Implement reverse in Haskell that runs in linear time

I'm just learning Haskell, so sorry if my question is stupid. I'm reading learnyouahaskell.com and now I'm at chapter 5 "Recursion". There's an example of im开发者_StackOverflow中文版plementation of standard 'reverse' function:

reverse' :: [a] -> [a]  
reverse' [] = []  
reverse' (x:xs) = reverse' xs ++ [x]  

But it seems that it runs in O(N^2) time, while the standard reverse runs in O(N) (I hope so). The following code illustrates this:

sum (reverse [1,2..1000000]) -- runs pretty fast
sum (reverse' [1,2..1000000]) -- never finishes

So, I started thinking how to implement my own reverse faster. It's pretty easy to do in imperative languages. Maybe I need some more advanced material from subsequent chapters to do this? Any hints are welcomed.
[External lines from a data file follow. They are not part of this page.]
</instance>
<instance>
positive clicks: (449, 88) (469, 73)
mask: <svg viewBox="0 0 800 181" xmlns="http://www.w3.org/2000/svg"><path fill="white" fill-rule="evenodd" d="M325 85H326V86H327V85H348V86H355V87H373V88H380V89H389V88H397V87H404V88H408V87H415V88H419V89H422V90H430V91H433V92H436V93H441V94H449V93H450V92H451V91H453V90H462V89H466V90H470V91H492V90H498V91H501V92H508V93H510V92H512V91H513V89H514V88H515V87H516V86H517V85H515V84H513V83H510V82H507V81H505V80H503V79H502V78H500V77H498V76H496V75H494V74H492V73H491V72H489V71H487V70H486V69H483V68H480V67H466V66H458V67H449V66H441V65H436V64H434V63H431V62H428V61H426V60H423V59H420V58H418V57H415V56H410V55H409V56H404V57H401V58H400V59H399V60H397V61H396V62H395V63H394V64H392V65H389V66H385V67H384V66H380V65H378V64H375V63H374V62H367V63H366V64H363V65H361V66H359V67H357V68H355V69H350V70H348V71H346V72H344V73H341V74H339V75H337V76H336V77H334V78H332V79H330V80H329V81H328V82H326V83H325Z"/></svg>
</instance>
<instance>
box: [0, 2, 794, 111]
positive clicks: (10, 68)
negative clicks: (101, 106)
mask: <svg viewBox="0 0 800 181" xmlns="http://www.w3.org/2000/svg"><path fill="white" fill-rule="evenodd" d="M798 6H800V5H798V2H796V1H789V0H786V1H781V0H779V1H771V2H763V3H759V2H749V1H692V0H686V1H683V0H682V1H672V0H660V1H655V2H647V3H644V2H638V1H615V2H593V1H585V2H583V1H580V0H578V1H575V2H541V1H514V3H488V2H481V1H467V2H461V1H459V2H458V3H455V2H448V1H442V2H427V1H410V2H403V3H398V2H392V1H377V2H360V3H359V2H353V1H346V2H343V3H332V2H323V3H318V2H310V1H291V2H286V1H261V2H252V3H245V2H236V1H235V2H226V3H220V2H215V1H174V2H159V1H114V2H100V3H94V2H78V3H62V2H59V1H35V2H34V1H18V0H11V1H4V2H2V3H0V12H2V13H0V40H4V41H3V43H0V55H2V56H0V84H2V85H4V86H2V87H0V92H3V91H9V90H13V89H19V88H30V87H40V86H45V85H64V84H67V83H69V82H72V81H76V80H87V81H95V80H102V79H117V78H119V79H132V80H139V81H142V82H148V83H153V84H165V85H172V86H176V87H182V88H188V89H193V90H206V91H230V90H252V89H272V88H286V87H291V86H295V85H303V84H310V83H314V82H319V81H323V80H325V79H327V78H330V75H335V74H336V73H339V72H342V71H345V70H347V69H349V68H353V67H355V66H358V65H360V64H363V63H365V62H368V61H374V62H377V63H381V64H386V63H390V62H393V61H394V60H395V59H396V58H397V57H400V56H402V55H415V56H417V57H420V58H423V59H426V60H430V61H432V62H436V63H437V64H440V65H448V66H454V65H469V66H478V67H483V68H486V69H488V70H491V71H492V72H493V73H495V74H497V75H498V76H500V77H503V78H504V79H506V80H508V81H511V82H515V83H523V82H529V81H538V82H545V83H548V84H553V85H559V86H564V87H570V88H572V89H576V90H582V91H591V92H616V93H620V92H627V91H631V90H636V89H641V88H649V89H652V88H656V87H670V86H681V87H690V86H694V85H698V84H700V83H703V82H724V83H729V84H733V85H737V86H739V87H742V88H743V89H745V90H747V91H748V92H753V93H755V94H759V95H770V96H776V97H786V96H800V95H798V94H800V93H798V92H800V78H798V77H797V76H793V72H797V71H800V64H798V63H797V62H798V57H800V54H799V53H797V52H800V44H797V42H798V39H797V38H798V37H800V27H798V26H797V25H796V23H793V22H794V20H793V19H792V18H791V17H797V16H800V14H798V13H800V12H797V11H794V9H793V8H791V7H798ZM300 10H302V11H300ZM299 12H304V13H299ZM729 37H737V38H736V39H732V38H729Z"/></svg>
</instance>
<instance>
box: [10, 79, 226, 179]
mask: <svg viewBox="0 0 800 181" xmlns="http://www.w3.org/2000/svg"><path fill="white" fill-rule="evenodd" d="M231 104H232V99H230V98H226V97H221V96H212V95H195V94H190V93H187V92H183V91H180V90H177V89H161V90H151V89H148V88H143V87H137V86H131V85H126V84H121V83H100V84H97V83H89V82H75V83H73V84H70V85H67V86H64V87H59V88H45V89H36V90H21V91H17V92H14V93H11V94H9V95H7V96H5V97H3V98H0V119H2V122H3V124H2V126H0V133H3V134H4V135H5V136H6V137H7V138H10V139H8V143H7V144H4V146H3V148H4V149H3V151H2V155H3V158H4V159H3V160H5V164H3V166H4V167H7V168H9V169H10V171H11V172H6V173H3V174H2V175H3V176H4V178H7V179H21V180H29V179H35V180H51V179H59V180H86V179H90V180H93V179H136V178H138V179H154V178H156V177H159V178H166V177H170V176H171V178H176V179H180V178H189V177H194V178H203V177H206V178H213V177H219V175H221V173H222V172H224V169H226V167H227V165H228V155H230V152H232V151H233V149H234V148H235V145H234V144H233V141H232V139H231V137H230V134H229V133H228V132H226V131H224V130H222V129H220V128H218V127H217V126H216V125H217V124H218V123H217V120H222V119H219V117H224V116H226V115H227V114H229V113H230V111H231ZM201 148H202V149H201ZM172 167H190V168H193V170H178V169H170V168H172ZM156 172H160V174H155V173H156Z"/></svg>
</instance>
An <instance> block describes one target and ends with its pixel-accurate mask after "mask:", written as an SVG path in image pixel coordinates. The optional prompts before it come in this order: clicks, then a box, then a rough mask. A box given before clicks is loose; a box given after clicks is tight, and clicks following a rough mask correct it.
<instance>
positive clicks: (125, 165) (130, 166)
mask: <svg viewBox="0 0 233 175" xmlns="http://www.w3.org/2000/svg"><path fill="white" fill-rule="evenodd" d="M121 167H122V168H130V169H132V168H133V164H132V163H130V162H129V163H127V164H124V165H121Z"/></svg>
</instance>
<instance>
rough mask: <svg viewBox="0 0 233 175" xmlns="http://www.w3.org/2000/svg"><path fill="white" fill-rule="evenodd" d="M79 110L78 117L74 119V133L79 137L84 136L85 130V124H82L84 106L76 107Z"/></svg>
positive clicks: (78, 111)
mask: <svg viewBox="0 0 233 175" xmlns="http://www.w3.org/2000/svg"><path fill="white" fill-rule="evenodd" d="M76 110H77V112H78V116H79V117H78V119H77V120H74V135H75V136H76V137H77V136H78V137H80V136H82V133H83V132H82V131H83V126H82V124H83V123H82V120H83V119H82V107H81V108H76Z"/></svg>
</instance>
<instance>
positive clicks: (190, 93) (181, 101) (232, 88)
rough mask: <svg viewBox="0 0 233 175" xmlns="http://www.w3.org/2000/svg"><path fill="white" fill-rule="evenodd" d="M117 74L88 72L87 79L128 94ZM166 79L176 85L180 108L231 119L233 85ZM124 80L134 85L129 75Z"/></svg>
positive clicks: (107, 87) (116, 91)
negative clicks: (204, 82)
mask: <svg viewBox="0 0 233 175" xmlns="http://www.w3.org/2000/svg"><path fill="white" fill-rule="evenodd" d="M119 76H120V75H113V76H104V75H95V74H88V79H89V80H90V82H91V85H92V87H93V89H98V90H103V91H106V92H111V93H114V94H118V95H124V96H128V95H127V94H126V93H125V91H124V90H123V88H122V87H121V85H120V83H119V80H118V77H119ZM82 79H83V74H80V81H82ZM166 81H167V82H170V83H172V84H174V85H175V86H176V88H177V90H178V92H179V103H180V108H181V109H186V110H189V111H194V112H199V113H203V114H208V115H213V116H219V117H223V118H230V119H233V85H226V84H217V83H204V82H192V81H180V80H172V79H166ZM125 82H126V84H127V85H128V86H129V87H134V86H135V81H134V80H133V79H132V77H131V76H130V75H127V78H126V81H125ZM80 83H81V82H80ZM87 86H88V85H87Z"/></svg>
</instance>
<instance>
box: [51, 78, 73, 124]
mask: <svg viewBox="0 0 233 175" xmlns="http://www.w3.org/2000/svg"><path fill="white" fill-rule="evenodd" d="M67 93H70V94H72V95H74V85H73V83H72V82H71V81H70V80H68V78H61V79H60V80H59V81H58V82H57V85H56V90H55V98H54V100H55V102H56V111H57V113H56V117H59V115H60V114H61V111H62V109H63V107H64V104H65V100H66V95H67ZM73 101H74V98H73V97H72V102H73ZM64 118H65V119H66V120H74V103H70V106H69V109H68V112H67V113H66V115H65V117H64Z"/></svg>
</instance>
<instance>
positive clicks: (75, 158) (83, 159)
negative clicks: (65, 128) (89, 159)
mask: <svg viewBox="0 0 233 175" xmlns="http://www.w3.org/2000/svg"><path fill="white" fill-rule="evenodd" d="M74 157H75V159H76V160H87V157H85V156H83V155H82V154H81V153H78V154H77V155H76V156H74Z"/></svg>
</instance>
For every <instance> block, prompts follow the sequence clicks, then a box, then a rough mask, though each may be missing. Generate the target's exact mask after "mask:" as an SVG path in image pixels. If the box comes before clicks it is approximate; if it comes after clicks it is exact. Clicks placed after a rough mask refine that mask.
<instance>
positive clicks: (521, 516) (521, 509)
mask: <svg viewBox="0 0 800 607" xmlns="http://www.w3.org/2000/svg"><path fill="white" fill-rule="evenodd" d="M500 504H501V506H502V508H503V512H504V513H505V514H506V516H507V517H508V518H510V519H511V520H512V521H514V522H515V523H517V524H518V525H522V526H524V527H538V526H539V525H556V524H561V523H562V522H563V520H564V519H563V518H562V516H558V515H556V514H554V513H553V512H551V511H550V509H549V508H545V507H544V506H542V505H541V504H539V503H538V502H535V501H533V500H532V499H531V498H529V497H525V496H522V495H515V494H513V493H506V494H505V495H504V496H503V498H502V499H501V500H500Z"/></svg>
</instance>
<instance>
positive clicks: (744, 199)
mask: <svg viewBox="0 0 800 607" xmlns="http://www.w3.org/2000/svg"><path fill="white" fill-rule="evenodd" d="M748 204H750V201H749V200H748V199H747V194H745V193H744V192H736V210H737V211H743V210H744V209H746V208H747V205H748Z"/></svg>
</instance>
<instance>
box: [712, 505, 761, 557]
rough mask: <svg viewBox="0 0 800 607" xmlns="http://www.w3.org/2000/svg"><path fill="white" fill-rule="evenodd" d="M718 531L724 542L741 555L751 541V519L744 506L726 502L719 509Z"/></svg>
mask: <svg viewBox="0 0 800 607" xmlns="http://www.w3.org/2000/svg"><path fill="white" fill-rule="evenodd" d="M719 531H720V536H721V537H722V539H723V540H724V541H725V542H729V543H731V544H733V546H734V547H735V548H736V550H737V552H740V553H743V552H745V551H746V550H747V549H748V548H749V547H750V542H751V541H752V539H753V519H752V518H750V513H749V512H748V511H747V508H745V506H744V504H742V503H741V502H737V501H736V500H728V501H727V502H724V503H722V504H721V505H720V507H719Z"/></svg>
It can be implemented efficiently using an extra accumulator parameter, like the second parameter of fac in this example:

factorial n = fac n 1
  where
    fac 0 r = r
    fac n r = fac (n-1) (r*n)

If you just want to know how it's done in the standard library, you can also look at the source code.

reverse is defined in the Prelude.

You can implement it as:

reverse = foldl (flip (:)) []

reverse l =  rev l []
  where
    rev []     a = a
    rev (x:xs) a = rev xs (x:a)

foldl (\acc x -> x:acc) [] xs

This runs in O(n). The idea is pretty simple - you take an empty list(accumulator) and transfer elements to it from top to bottom.